This topic describes the data import methods that are provided by Doris, the supported formats of data that can be imported, and the common features of importing data by using Doris.
Data import methods
Doris provides various data import methods. You can select a data import method based on the data source that you use.
Supported data formats
The supported formats of data that can be imported vary based on the data import methods.
Data import method | Supported data format |
Broker Load | Parquet, ORC, CSV, and GZIP |
Stream Load | CSV, GZIP, and JSON |
Routine Load | CSV and JSON |
Features
This section describes the common features of importing data by using Doris.
Atomicity
Each import job in Doris is a complete transaction regardless of whether you use Broker Load to import multiple data records at the same time or use the INSERT statement to import a single data record. An import transaction can ensure the atomicity of data that is imported in a batch. This prevents data from being lost during the import process.
Labels are used to identify import jobs. Each import job has a label. The label of an import job in a database is unique. You can specify a label for an import job or use the label that is generated by Doris for an import job.

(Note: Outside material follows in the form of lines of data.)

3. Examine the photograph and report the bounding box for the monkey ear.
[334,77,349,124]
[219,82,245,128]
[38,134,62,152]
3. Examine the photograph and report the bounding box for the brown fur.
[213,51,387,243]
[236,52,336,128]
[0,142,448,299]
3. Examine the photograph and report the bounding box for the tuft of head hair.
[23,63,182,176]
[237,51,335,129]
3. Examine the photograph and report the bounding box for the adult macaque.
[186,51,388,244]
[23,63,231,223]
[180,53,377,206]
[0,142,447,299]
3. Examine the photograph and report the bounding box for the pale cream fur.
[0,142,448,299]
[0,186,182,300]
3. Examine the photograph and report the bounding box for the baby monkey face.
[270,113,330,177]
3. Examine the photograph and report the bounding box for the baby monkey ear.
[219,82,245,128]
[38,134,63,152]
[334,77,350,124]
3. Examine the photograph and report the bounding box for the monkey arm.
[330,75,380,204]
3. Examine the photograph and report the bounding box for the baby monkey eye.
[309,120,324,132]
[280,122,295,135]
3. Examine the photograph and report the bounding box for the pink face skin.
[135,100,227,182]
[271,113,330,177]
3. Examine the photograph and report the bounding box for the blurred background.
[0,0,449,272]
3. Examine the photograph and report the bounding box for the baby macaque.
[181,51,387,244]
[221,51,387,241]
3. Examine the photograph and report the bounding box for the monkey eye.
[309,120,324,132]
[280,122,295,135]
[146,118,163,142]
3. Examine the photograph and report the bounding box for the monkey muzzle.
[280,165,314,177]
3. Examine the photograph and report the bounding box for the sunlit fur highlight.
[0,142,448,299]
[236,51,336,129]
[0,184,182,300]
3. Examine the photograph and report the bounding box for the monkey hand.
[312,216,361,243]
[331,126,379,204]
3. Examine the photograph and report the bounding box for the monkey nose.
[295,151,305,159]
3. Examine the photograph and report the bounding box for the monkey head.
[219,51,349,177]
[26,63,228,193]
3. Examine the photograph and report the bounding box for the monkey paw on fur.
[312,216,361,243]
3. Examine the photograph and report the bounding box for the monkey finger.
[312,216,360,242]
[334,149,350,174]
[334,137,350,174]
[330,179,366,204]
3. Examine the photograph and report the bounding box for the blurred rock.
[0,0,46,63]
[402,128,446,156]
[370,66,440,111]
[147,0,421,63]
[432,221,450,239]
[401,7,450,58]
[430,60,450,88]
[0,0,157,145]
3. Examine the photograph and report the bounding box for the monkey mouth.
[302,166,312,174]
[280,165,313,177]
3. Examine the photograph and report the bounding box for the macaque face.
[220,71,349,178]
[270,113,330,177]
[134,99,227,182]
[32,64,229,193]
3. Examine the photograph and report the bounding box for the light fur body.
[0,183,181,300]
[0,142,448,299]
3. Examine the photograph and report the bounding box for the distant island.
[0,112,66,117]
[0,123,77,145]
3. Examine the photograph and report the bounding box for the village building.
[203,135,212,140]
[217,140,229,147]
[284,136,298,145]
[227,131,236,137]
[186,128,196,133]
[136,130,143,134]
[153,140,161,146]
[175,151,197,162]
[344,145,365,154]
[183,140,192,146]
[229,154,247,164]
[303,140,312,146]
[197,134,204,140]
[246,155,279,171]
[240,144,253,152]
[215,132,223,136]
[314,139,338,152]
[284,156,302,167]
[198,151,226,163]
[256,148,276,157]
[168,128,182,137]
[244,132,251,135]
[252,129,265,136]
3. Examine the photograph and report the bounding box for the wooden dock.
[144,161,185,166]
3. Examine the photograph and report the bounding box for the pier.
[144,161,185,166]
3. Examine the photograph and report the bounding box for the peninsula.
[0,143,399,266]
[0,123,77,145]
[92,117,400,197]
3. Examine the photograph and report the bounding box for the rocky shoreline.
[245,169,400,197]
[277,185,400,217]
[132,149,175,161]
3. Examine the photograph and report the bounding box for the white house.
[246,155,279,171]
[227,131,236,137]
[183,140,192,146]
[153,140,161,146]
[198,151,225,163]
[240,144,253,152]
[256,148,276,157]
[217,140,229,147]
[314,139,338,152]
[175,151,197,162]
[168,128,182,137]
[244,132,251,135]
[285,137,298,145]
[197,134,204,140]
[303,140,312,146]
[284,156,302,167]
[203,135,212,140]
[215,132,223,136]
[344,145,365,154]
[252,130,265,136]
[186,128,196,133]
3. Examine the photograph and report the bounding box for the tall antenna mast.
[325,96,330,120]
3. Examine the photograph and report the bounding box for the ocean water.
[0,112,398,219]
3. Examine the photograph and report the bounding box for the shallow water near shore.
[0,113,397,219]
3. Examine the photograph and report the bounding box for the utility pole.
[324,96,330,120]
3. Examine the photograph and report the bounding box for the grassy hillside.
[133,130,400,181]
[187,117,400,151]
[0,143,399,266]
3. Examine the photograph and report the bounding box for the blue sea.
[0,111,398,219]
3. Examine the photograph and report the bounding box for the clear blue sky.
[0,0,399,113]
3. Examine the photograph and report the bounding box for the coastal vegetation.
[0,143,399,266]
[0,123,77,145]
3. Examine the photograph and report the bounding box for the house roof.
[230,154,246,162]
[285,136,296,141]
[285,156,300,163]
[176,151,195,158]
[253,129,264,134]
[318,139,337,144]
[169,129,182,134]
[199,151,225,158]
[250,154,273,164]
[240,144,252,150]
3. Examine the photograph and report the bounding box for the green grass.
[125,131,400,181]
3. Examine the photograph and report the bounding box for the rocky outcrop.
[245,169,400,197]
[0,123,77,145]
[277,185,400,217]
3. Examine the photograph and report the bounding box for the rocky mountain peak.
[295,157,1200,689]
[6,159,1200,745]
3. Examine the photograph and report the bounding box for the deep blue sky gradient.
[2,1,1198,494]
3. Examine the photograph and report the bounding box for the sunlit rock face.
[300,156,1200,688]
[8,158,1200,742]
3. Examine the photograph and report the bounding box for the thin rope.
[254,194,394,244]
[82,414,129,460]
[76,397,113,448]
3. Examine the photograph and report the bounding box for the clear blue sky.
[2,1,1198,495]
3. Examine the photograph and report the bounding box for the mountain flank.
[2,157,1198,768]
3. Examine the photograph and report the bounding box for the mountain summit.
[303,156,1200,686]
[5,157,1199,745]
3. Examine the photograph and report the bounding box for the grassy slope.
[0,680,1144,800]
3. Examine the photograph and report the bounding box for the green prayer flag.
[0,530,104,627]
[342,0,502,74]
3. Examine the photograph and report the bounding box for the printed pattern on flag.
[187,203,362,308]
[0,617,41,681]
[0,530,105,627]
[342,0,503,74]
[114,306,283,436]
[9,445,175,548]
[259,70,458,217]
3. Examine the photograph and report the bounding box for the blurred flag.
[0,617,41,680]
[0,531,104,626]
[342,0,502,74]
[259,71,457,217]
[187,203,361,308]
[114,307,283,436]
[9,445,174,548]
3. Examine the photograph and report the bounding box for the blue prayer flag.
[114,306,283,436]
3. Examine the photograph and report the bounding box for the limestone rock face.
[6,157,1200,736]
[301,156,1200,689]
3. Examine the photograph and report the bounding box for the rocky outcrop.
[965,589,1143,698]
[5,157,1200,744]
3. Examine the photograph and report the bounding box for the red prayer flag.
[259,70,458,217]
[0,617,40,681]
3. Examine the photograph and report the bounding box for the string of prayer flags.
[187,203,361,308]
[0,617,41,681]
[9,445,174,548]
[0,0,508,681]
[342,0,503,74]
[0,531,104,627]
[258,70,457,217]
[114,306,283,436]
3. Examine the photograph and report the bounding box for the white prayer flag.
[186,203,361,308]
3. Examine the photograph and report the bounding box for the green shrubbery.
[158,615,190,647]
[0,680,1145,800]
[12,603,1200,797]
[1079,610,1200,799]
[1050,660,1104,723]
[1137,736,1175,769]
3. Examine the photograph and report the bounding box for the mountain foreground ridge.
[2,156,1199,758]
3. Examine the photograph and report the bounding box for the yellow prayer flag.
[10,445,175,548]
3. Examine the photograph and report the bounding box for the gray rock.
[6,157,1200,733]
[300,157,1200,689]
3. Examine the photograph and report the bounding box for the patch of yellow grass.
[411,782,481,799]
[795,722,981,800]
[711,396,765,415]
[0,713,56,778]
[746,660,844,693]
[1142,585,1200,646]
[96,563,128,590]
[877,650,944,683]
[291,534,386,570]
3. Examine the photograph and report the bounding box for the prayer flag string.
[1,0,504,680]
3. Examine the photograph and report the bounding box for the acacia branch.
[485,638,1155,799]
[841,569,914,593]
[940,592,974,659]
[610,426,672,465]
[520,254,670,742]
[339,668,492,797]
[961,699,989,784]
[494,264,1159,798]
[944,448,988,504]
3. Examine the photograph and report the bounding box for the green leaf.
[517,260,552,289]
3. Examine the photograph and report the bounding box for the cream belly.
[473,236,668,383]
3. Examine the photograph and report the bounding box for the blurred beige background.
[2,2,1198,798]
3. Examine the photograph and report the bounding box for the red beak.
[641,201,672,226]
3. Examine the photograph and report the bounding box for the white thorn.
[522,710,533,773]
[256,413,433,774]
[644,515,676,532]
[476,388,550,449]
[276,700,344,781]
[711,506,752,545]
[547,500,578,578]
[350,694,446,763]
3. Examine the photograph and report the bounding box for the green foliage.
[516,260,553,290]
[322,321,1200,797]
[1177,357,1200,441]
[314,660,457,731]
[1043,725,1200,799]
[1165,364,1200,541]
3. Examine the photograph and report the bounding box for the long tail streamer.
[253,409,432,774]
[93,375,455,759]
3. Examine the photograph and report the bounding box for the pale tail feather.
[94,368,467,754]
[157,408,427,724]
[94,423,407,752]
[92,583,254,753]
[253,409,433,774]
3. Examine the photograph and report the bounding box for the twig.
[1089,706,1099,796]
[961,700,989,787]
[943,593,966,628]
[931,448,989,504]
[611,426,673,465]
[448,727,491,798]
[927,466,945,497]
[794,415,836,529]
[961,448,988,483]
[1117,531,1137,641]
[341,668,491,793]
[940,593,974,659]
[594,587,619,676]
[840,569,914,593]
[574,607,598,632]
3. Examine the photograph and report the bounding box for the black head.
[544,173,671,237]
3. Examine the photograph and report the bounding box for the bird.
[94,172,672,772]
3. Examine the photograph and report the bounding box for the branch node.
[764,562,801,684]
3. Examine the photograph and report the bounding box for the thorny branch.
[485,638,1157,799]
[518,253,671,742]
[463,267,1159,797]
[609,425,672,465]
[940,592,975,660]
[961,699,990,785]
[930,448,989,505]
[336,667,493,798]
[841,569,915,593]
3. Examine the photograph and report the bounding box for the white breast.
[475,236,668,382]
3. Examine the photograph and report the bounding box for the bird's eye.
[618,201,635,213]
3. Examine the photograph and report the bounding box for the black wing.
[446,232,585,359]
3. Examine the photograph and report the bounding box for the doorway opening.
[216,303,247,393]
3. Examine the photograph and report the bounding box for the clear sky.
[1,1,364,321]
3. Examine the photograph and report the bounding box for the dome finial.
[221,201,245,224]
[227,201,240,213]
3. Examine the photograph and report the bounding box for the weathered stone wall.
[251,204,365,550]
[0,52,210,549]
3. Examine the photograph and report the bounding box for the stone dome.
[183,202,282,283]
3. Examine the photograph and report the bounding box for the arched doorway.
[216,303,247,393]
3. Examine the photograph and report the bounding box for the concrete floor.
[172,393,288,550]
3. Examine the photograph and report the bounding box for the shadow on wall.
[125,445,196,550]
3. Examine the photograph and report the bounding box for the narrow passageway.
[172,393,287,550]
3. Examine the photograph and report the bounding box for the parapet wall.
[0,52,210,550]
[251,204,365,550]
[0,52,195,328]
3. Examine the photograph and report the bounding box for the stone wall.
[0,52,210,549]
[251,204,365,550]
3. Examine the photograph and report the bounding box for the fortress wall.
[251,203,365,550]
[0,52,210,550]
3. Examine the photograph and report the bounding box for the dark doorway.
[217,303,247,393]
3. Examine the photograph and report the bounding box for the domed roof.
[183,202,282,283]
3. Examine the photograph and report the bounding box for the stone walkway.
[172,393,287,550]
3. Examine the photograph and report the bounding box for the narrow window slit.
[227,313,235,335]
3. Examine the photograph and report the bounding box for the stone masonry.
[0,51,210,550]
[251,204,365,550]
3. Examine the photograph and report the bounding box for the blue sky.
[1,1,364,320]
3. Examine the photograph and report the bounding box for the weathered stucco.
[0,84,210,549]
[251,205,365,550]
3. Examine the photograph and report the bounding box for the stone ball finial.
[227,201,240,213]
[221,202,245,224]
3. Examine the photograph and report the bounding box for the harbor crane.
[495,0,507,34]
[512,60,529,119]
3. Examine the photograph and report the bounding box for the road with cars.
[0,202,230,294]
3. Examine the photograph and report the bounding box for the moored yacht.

The label of an import job ensures that data in the import job can be successfully imported only once. If an import job is successful, you cannot use the label of the import job for another import job. If you use the label for another import job, the request is denied and the error message Label already used is returned. This way, the at-most-once semantics is implemented for Doris. You can implement the exactly-once semantics for data import based on the at-most-once semantics for Doris and the at-least-once semantics for the upstream system.
Synchronous and asynchronous modes
You can import data in synchronous or asynchronous mode. In synchronous mode, Doris returns a result after an import job is complete. You can determine whether data is successfully imported based on the result. In asynchronous mode, after an import job is submitted, Successful is returned. However, this result does not mean that data is imported. To check the status of the import job, you must run the related command.